One of the four fundamental forces (gravity, electromagnetism, strong, weak). It mediates flavour-changing processes — turning a quark of one flavour into another, or a charged lepton into a neutrino. The defining signature is beta decay. Mediator particles are the W+, W− and Z⁰ bosons, with masses 80.4 GeV and 91.2 GeV respectively. Because the mediators are so massive, the force operates only over distances ~10⁻¹⁸ m — a thousand times smaller than a proton.

What is beta decay?

Nuclear beta-minus decay: a neutron in a nucleus emits an electron and an antineutrino while converting to a proton. At the quark level, a down quark inside the neutron emits a virtual W− boson, becoming an up quark. The W− then materializes into an electron and an electron antineutrino. The whole process is governed by the weak coupling g_W ≈ 0.65 and the W mass, giving free-neutron beta decay a half-life of about 611 s (10.18 min).

Why is the weak force so weak?

It isn't intrinsically weak — its coupling g_W ≈ 0.65 is comparable to the electromagnetic coupling e ≈ 0.31. What suppresses it at low energies is the huge mass of the mediators. The Fermi constant G_F ≈ 1.166 × 10⁻⁵ GeV⁻² scales with g²/M_W². At energies far below M_W, the W boson propagator gives a 1/M_W² suppression. At energies near or above M_W (~80 GeV), the weak and electromagnetic couplings become comparable.

What is parity violation?

Parity (P) inverts the spatial coordinates of a system — reflects it in a mirror. Most physics is parity-symmetric: a mirror image of a process looks just as physical. The weak force is not. In 1957 Wu experimentally cooled cobalt-60 nuclei in a magnetic field and observed the emitted electrons coming out preferentially in one direction relative to the nuclear spin — the mirror image of this process never happens. The weak force only couples to left-handed particles (and right-handed antiparticles).

How were the W and Z bosons discovered?

Predicted by Glashow–Salam–Weinberg in 1967 with specific mass estimates near 80 and 90 GeV. To produce them, CERN converted the SPS into a proton–antiproton collider in 1981, reaching sqrt(s) = 540 GeV. Carlo Rubbia and Simon van der Meer's UA1 and UA2 experiments detected the W in January 1983 and the Z in May 1983 — both at the predicted masses. Nobel Prize 1984. Measured masses: M_W = 80.379 ± 0.012 GeV; M_Z = 91.1876 ± 0.0021 GeV.

What is CP violation in the weak sector?

CP combines parity inversion with charge conjugation (particle ↔ antiparticle). Most physics is CP-symmetric. In 1964 Cronin and Fitch discovered a tiny CP-violating decay mode of neutral kaons (~2 × 10⁻³ branching), implying that the weak interactions are not CP symmetric.

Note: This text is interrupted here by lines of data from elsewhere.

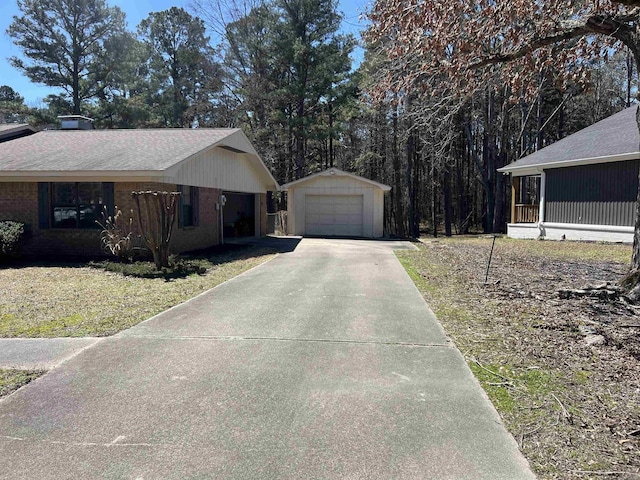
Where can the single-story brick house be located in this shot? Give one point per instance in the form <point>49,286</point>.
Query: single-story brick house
<point>58,182</point>
<point>583,187</point>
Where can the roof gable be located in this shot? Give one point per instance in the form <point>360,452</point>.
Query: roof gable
<point>152,153</point>
<point>612,139</point>
<point>335,172</point>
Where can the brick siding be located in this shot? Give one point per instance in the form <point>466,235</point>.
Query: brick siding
<point>19,202</point>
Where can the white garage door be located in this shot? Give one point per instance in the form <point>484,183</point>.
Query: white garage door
<point>333,215</point>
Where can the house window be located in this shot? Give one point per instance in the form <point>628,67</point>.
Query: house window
<point>76,205</point>
<point>188,206</point>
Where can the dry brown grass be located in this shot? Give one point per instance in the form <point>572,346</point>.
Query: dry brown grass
<point>77,300</point>
<point>573,408</point>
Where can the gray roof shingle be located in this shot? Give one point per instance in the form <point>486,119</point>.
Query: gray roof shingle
<point>106,150</point>
<point>615,135</point>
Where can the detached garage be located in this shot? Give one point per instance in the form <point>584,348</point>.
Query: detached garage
<point>334,203</point>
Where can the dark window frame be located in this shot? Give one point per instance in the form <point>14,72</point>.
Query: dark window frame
<point>106,196</point>
<point>190,219</point>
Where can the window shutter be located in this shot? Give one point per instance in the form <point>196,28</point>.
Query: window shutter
<point>195,204</point>
<point>108,197</point>
<point>44,213</point>
<point>180,207</point>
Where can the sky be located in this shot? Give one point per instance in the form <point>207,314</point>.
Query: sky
<point>136,10</point>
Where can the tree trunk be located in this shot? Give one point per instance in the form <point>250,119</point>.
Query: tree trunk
<point>397,193</point>
<point>447,200</point>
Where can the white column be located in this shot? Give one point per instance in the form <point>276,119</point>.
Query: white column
<point>543,186</point>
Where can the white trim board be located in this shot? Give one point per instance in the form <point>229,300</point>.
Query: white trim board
<point>571,231</point>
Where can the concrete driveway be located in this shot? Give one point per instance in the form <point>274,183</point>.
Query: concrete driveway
<point>323,363</point>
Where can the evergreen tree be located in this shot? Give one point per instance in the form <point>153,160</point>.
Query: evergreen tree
<point>183,75</point>
<point>64,43</point>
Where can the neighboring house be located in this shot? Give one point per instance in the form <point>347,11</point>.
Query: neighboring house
<point>58,182</point>
<point>335,203</point>
<point>583,187</point>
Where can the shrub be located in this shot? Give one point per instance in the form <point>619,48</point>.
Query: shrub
<point>178,268</point>
<point>116,235</point>
<point>11,238</point>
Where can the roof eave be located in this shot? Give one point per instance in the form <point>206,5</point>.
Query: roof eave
<point>334,171</point>
<point>111,175</point>
<point>522,170</point>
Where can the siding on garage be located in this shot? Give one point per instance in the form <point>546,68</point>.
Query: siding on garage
<point>338,197</point>
<point>600,194</point>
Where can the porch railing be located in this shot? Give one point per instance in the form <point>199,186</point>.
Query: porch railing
<point>526,213</point>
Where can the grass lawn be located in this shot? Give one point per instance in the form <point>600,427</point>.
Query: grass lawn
<point>78,300</point>
<point>573,408</point>
<point>11,380</point>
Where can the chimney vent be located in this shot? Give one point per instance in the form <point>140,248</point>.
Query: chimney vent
<point>76,122</point>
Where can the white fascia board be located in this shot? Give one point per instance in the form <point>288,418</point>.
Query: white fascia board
<point>84,176</point>
<point>537,168</point>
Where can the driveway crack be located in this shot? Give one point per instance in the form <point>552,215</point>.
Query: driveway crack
<point>292,339</point>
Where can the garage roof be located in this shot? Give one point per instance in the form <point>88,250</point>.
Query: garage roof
<point>335,172</point>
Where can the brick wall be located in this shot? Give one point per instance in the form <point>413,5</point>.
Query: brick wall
<point>19,202</point>
<point>205,234</point>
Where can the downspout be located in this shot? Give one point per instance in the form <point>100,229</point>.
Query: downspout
<point>543,186</point>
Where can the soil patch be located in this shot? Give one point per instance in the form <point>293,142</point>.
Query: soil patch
<point>564,373</point>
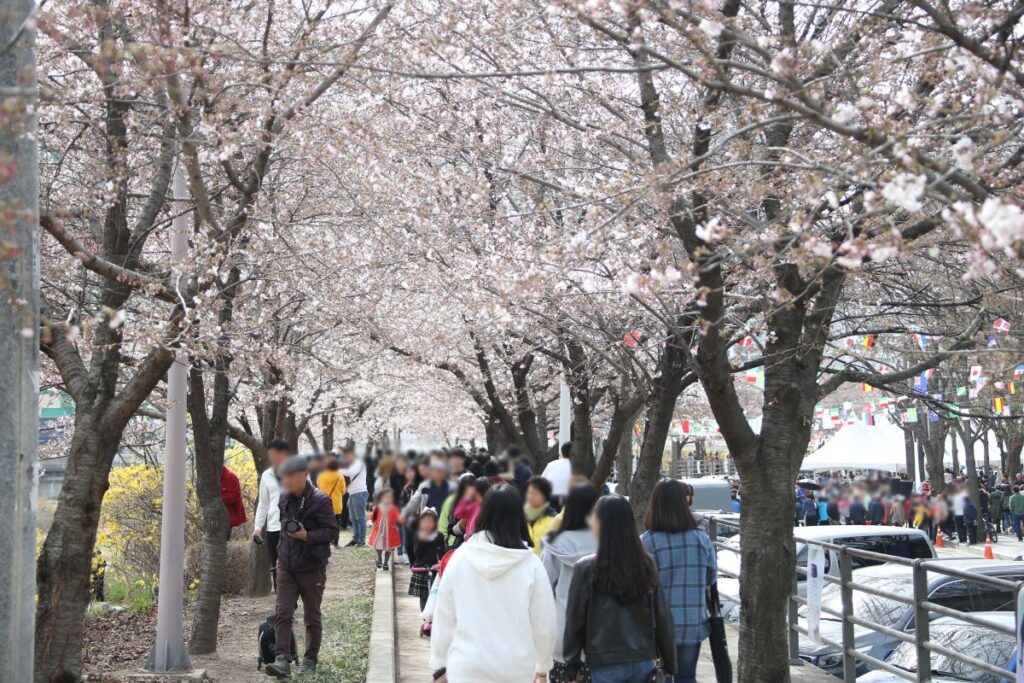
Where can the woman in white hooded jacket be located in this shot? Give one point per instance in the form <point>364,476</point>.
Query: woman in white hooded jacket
<point>567,545</point>
<point>502,628</point>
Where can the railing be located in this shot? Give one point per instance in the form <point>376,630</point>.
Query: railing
<point>923,607</point>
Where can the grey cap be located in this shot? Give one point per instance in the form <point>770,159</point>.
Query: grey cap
<point>294,464</point>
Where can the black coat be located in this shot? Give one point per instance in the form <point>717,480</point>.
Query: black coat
<point>609,632</point>
<point>315,513</point>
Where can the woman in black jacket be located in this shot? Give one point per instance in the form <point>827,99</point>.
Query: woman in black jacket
<point>616,613</point>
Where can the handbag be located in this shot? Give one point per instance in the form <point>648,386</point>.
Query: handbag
<point>657,674</point>
<point>717,641</point>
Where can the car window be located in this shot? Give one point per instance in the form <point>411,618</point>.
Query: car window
<point>989,646</point>
<point>954,595</point>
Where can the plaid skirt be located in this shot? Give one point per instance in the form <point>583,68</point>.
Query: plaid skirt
<point>419,584</point>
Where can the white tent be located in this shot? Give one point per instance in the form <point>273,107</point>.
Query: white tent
<point>861,446</point>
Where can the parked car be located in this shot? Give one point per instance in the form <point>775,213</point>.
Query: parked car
<point>991,647</point>
<point>896,579</point>
<point>896,541</point>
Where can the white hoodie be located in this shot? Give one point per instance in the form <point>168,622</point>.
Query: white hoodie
<point>495,617</point>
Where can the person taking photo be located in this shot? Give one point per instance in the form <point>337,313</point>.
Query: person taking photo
<point>308,526</point>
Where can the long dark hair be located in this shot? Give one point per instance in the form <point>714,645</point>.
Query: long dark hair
<point>502,517</point>
<point>579,504</point>
<point>669,510</point>
<point>624,569</point>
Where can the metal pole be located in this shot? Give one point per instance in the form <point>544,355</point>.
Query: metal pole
<point>846,595</point>
<point>921,616</point>
<point>169,651</point>
<point>564,414</point>
<point>18,341</point>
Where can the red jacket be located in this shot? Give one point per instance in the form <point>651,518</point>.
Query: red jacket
<point>393,538</point>
<point>230,494</point>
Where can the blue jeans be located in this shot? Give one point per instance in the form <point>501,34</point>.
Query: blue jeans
<point>357,513</point>
<point>634,672</point>
<point>686,663</point>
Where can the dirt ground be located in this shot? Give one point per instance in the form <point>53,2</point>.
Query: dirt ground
<point>118,642</point>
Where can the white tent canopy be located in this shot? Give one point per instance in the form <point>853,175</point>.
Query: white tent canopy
<point>863,447</point>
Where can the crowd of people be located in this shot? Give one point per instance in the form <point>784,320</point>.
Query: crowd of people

In the Standard Model this is encoded in one complex phase in the CKM quark-mixing matrix. CP violation is a necessary ingredient for baryogenesis, though SM's CP violation alone is too small to account for the observed asymmetry.

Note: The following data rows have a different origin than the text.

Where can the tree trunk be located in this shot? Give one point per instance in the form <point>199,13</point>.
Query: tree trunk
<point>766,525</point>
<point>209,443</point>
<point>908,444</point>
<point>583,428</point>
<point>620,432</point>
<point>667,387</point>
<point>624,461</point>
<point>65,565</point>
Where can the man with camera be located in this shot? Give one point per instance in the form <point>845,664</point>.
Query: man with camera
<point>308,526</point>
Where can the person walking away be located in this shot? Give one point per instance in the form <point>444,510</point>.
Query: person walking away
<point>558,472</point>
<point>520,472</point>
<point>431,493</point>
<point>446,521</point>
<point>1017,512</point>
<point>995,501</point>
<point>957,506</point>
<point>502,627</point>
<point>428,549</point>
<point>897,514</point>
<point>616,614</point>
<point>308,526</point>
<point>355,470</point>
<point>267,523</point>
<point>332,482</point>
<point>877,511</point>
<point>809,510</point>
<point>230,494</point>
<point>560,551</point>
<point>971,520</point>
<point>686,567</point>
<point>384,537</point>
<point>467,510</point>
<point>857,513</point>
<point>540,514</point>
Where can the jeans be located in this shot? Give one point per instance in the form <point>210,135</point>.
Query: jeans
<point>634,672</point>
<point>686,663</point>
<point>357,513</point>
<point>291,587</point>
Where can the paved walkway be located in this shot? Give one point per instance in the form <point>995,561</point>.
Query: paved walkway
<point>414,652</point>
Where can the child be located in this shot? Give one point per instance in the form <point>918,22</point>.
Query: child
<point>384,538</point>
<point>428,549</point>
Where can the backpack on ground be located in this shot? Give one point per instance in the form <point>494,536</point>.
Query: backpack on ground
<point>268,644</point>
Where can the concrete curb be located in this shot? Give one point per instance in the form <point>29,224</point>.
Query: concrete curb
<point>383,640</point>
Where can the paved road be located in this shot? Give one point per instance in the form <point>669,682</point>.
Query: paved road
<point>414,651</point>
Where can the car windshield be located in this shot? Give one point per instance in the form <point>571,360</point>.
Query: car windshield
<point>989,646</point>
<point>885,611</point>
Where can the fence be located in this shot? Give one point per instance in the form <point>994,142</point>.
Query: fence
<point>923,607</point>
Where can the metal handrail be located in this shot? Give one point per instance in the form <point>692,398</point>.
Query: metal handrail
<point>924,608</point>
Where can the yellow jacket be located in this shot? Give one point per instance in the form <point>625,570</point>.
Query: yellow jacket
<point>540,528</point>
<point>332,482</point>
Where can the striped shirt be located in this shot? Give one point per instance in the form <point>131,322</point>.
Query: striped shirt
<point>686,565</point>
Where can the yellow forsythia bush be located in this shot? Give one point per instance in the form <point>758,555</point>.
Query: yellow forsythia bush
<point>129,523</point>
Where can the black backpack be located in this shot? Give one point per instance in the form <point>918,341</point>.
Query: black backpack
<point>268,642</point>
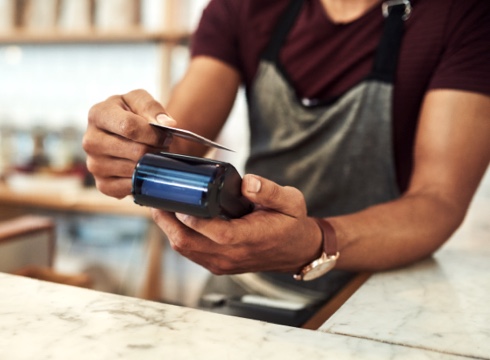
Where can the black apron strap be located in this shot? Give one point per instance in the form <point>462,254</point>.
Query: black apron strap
<point>386,58</point>
<point>281,31</point>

What is the range of the weak force?

About 10⁻¹⁸ m. The range R of a force mediated by a particle of mass M is roughly R ≈ ℏ/(Mc). For M_W ≈ 80 GeV, R ≈ 2.5 × 10⁻¹⁸ m — about 0.1% of a proton diameter (~10⁻¹⁵ m). At distances much greater than R, the force is essentially absent. At distances less than R, it becomes a major player and is comparable in strength to electromagnetism.